Paper Digital Humanities Australasia 2018

PNG Voices: sharing stories to commemorate the past (81)

Michelle Watson 1 , Bernadette Houghton 1 , Hasitha Ralalage 1
  1. Deakin University, Geelong, VIC, Australia

This conference paper will showcase and explore a new oral history website, PNG Voices, an Omeka-built site created by Deakin University Library in collaboration with Deakin researcher Dr Jonathan Ritchie and researchers from Papua New Guinea. PNG Voices preserves and makes available to the public Papua New Guineans’ memories and recollections of World War Two.
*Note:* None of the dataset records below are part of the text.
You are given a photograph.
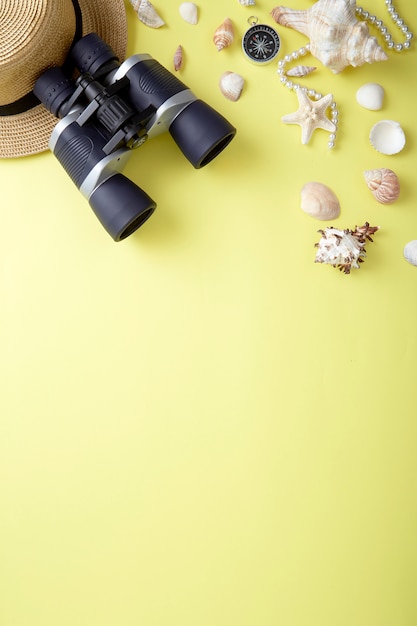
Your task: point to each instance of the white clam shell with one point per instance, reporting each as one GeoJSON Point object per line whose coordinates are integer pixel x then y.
{"type": "Point", "coordinates": [387, 137]}
{"type": "Point", "coordinates": [410, 252]}
{"type": "Point", "coordinates": [231, 85]}
{"type": "Point", "coordinates": [371, 96]}
{"type": "Point", "coordinates": [384, 184]}
{"type": "Point", "coordinates": [189, 12]}
{"type": "Point", "coordinates": [319, 201]}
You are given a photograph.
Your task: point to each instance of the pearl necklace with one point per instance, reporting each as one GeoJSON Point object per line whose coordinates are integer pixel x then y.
{"type": "Point", "coordinates": [389, 43]}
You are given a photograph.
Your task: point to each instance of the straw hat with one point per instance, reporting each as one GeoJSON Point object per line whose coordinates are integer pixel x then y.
{"type": "Point", "coordinates": [34, 36]}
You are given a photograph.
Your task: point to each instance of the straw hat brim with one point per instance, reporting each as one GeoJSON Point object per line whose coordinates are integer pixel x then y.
{"type": "Point", "coordinates": [28, 133]}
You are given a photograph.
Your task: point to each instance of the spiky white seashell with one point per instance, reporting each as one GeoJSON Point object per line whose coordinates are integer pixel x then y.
{"type": "Point", "coordinates": [337, 38]}
{"type": "Point", "coordinates": [147, 13]}
{"type": "Point", "coordinates": [387, 137]}
{"type": "Point", "coordinates": [371, 96]}
{"type": "Point", "coordinates": [384, 184]}
{"type": "Point", "coordinates": [231, 85]}
{"type": "Point", "coordinates": [300, 70]}
{"type": "Point", "coordinates": [410, 252]}
{"type": "Point", "coordinates": [319, 201]}
{"type": "Point", "coordinates": [344, 249]}
{"type": "Point", "coordinates": [189, 12]}
{"type": "Point", "coordinates": [178, 58]}
{"type": "Point", "coordinates": [224, 34]}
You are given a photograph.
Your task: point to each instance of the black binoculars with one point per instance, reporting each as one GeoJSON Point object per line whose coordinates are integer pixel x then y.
{"type": "Point", "coordinates": [110, 109]}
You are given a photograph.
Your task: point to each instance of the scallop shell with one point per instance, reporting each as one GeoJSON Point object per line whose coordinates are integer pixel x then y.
{"type": "Point", "coordinates": [337, 38]}
{"type": "Point", "coordinates": [387, 137]}
{"type": "Point", "coordinates": [300, 70]}
{"type": "Point", "coordinates": [319, 201]}
{"type": "Point", "coordinates": [410, 252]}
{"type": "Point", "coordinates": [371, 96]}
{"type": "Point", "coordinates": [189, 12]}
{"type": "Point", "coordinates": [231, 85]}
{"type": "Point", "coordinates": [147, 13]}
{"type": "Point", "coordinates": [224, 34]}
{"type": "Point", "coordinates": [384, 184]}
{"type": "Point", "coordinates": [178, 58]}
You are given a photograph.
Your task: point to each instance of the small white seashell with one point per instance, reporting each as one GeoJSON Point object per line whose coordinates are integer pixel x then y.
{"type": "Point", "coordinates": [319, 201]}
{"type": "Point", "coordinates": [300, 70]}
{"type": "Point", "coordinates": [387, 137]}
{"type": "Point", "coordinates": [371, 96]}
{"type": "Point", "coordinates": [231, 85]}
{"type": "Point", "coordinates": [189, 12]}
{"type": "Point", "coordinates": [410, 252]}
{"type": "Point", "coordinates": [178, 58]}
{"type": "Point", "coordinates": [384, 184]}
{"type": "Point", "coordinates": [147, 13]}
{"type": "Point", "coordinates": [224, 34]}
{"type": "Point", "coordinates": [344, 249]}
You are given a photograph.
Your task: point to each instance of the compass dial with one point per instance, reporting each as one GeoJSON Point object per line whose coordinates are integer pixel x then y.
{"type": "Point", "coordinates": [261, 43]}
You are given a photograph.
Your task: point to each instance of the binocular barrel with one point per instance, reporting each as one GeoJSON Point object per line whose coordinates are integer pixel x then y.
{"type": "Point", "coordinates": [113, 107]}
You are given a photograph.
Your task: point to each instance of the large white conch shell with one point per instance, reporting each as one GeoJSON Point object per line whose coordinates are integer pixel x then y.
{"type": "Point", "coordinates": [147, 13]}
{"type": "Point", "coordinates": [337, 38]}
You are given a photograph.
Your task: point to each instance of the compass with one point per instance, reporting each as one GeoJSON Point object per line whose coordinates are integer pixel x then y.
{"type": "Point", "coordinates": [260, 43]}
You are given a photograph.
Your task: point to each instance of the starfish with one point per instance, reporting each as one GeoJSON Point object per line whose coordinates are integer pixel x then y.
{"type": "Point", "coordinates": [310, 115]}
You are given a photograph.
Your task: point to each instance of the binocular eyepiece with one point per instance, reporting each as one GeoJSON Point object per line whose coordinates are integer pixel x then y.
{"type": "Point", "coordinates": [112, 108]}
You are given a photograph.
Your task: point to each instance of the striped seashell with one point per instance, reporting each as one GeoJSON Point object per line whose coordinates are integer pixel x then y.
{"type": "Point", "coordinates": [147, 13]}
{"type": "Point", "coordinates": [224, 34]}
{"type": "Point", "coordinates": [384, 184]}
{"type": "Point", "coordinates": [178, 58]}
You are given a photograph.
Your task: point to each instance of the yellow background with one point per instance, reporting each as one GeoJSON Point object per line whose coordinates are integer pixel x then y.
{"type": "Point", "coordinates": [200, 426]}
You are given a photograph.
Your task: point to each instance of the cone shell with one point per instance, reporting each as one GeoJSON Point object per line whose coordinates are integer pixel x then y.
{"type": "Point", "coordinates": [189, 12]}
{"type": "Point", "coordinates": [387, 137]}
{"type": "Point", "coordinates": [147, 13]}
{"type": "Point", "coordinates": [319, 201]}
{"type": "Point", "coordinates": [337, 38]}
{"type": "Point", "coordinates": [384, 184]}
{"type": "Point", "coordinates": [410, 252]}
{"type": "Point", "coordinates": [224, 34]}
{"type": "Point", "coordinates": [231, 85]}
{"type": "Point", "coordinates": [178, 58]}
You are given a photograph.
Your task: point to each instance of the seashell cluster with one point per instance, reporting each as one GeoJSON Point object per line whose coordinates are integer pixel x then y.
{"type": "Point", "coordinates": [147, 13]}
{"type": "Point", "coordinates": [337, 38]}
{"type": "Point", "coordinates": [319, 201]}
{"type": "Point", "coordinates": [387, 137]}
{"type": "Point", "coordinates": [300, 70]}
{"type": "Point", "coordinates": [410, 252]}
{"type": "Point", "coordinates": [371, 96]}
{"type": "Point", "coordinates": [384, 184]}
{"type": "Point", "coordinates": [231, 85]}
{"type": "Point", "coordinates": [189, 12]}
{"type": "Point", "coordinates": [344, 249]}
{"type": "Point", "coordinates": [224, 34]}
{"type": "Point", "coordinates": [178, 58]}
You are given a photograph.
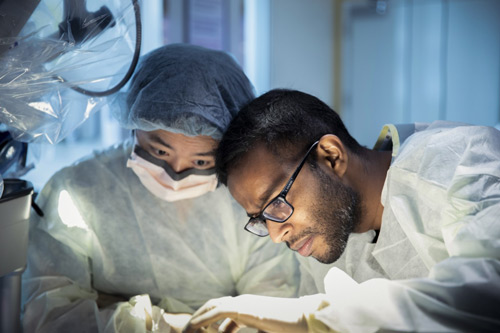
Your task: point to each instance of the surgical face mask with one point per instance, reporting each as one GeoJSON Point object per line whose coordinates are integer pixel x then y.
{"type": "Point", "coordinates": [161, 180]}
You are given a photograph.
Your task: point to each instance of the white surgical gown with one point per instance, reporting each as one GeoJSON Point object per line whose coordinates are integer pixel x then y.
{"type": "Point", "coordinates": [436, 264]}
{"type": "Point", "coordinates": [104, 232]}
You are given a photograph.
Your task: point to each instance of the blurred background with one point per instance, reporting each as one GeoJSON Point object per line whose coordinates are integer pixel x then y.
{"type": "Point", "coordinates": [373, 61]}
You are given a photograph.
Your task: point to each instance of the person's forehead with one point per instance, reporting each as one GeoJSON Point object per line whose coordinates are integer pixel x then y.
{"type": "Point", "coordinates": [256, 177]}
{"type": "Point", "coordinates": [178, 141]}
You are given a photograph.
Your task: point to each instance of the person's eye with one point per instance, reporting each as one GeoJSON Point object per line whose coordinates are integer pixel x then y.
{"type": "Point", "coordinates": [160, 152]}
{"type": "Point", "coordinates": [201, 163]}
{"type": "Point", "coordinates": [277, 204]}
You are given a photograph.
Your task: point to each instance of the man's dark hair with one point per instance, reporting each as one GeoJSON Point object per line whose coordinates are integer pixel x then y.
{"type": "Point", "coordinates": [283, 121]}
Funded by the Department of Foreign Affairs and Trade and created by Deakin University in consultation with PNG researchers and the PNG National Museum and Art Gallery, the site includes over 250 in person interviews gathered across six different provinces in PNG. This rich oral history site has been built for the people of PNG, but will be of value worldwide to researchers, schools, and anyone who is interested in learning about the extraordinary sacrifices and efforts made by the PNG people who fought alongside Australian and Allied troops against the Japanese invasion of their country.

The paper will provide an overview of the researchers, advisors, design and technical staff who worked together across two countries to pull the site together. PNG Voices represents a truly collaborative mix of skills and effort across organisations, sectors and countries.

One of the successes of the PNG Voices project - the implementation and deployment of LibraryBox, an open source, portable digital file distribution tool -  will be featured in the paper. LibraryBox has enabled the Project Team to deliver a key funding goal, which was to ensure that as many PNG people as possible have access to the interviews, photographs, and transcripts featured in the site, regardless of internet connectivity and geographical location.

Some (perhaps inevitable) cross cultural challenges – for example, the on the ground verbal-based methodologies used to gain permission from interviewees for their stories to be made public and available for download and sharing, vs the strict copyright and privacy-related requirements of Deakin University - will be explored with conference colleagues, with observations and lessons learned shared.  The paper will also provide a hindsight perspective of the experiences and level of success of two librarians who visited the National Museum and Art Gallery to provide a three day training course in the use of Omeka and LibraryBox software.

The paper includes a number of themes that naturally complement the topic of the 2018 conference, Making Connections:

  • The collaborative connections of professionals from two culturally quite separate nations to build a site that is of significance to both;
  • ICT-related challenges and the technical problems that impacted the building of the site as well as the final product;
  • The use of digital technologies to provide people in remote areas an opportunity to engage in the site and listen to the oral histories, via the rollout of LibraryBox software.